Abonnez vous au Flus RSS des commentaires
  1. 1
    le Mercredi 10 novembre 2010
    Eymeric a écrit :

    Malheureusement, je pense que la faute n’est pas à imputer à quelque homme politique que ce soit mais au système dans son ensemble où n’importe quel domaine est grignoté par les intérêts économiques… Et avec la mondialisation tous les Etats deviennent interdépendants, donc les plus puissants comme la Chine peuvent imposer leur loi sous menace du déséquilibre économique. Cela dit, j’ai été comme beaucoup choqué par ces manifestants d’Amnesty se faire sauvagement réprimer avant que Hu Jintao puisse les voir, mais, dirait l’autre, l’enjeu économique est trop important pour qu’il foire à cause de la liberté d’expression.

  2. 2
    le Mercredi 10 novembre 2010
    Fanny a écrit :

    La Realpolitik prime. C’est sur. Mais à défaut d’imposer nos valeurs à la puissance chinoise, on aurait pu au moins respecter la liberté d’expression… en France. Ça, on peut l’imputer (au moins en partie) à nos dirigeants. L’invocation d’un monde global dans lequel les gouvernances sont impuissantes est souvent justifiée. Parfois, elle cache simplement un manque de volonté politique.
    Je ne suis pas entièrement fataliste sur le manque de souveraineté des pays. J’ose espérer que l’action politique effective existe encore. Peut-être que le G20 me fera dire le contraire…

  3. 3
    Loïc
    le Mercredi 10 novembre 2010
    Loïc a écrit :

    Rappelons tout de même que d’ici très peu de temps la Chine sera clairement la seconde puissance économique après les États-Unis. L’UE est une blague et n’a plus d’union que le nom, au point que les Américains préfèrent désormais traiter avec la Chine. Alors de deux choses l’une : soit un nombre important de pays puissants contraignent la Chine à adoucir sa politique domestique (ce qu’en réalité seuls les États-Unis sont en mesure de faire), soit on plisse les yeux à défaut de les fermer tout à fait et on tente de tisser des liens économiques stables. En gardant à l’esprit que les transferts de technologie que nous accordons aujourd’hui nous enterrerons probablement demain.

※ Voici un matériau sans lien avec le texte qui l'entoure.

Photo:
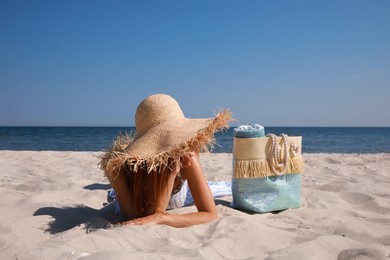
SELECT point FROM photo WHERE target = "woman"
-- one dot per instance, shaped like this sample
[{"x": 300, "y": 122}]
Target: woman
[{"x": 159, "y": 161}]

    En ce qui concerne la liberté d’expression on ne fait que suivre le chemin tracé par nos amis outre-Atlantique (les « free speech zones », vous savez, ces petites choses tellement pratiques quand on ne veut pas être embêté lors de déplacements).

  4. 4
    le Jeudi 18 novembre 2010
    laurent a écrit :

    arrettez les journalistes de donner des lecons de moral à la chine!!!

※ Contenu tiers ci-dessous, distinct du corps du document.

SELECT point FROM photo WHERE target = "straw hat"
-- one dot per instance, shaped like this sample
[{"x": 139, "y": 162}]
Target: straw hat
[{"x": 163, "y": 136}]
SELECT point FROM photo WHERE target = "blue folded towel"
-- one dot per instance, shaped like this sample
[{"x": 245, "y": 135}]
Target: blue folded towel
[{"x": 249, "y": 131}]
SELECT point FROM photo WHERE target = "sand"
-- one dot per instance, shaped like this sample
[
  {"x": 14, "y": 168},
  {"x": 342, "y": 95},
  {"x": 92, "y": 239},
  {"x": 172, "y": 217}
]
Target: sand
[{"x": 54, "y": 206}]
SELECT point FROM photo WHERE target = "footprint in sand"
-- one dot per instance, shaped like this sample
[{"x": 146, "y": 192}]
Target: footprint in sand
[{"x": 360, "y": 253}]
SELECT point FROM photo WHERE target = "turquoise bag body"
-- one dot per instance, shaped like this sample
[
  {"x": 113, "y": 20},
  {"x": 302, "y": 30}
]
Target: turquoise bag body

    la chine c’est 1.4 milliard de personnes et + de 100 ethnies qui vive en paix depuis 1949. Des frontières avec des pays difficile koree du nord, kirgistan…

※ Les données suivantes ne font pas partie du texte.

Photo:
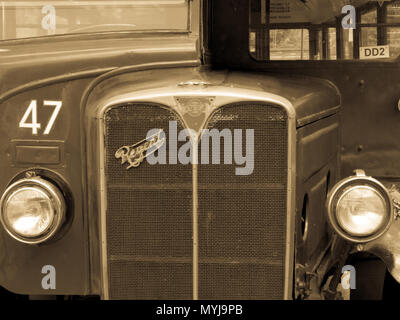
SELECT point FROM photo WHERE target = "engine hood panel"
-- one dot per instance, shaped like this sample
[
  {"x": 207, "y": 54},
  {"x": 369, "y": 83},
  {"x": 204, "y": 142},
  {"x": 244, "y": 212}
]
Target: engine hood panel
[{"x": 310, "y": 99}]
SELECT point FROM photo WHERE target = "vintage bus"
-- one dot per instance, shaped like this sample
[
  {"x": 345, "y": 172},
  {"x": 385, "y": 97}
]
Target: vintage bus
[{"x": 187, "y": 149}]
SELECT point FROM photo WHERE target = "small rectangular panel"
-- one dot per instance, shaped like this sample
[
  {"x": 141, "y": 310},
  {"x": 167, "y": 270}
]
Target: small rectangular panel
[{"x": 37, "y": 154}]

    On ne vie pas dans un monde de bisournours, pour faire cohabiter tout se monde, le gouvernement doit par moment montrer les muscles.

    Je rappelle que sous pretexte de la « democratie et des droits de l »homme », les etats unis ont envahi l’irak et ont semé le chaos. Pourquoi ne fait on pas le proces des droits de l’hommme a chaque fois que l’on parle des etats unis ?

    Le droit des peuples à disposer d’eux même me parait une valeur fondamental!

  5. 5
    le Jeudi 18 novembre 2010
    Fanny a écrit :

    @ Laurent :

    ==> « arrêtez les journalistes de donner des leçons de moral à la chine!!!  »

    Ça n’est justement pas la Chine qui est visée dans cet article.
    Tout procès d’intention est un peu injuste.
    Si j’avais voulu faire le procès de la Chine, j’aurais pu décrire, sans même parler des conflits aux frontières, les conditions misérables dans laquelle vie la Chine rurale,le droit du travail inexistant, la manipulation de l’information digne des plus grandes dictatures etc.

    Il ne s’agit pas non plus de dire que Nicolas Sarlozy aurait dû donner des leçons de moral à Hu Jintao. C’était un rendez-vous économique. Cela aurait été contre-productif.

    Le coeur de ma critique, c’est la façon dont Nicolas Sarkozy a fait du zèle. Il en a été jusqu’à oublié quelques principes fondamentaux du monde de bisounours qui est le notre : la liberté d’expression.

    Ce qui a pu choqué un certain nombre de français (y compris moi-même), c’est que la liberté d’expression n’a pas été respectée en France. Sur notre territoire, une femme a été interpellée pour avoir étendu un pauvre drapeau tibétain. C’est absurde.

    Ceci étant dit, c’est vrai que les droits de l’homme peuvent être utilisé un prétexte malhonnête par les gouvernements.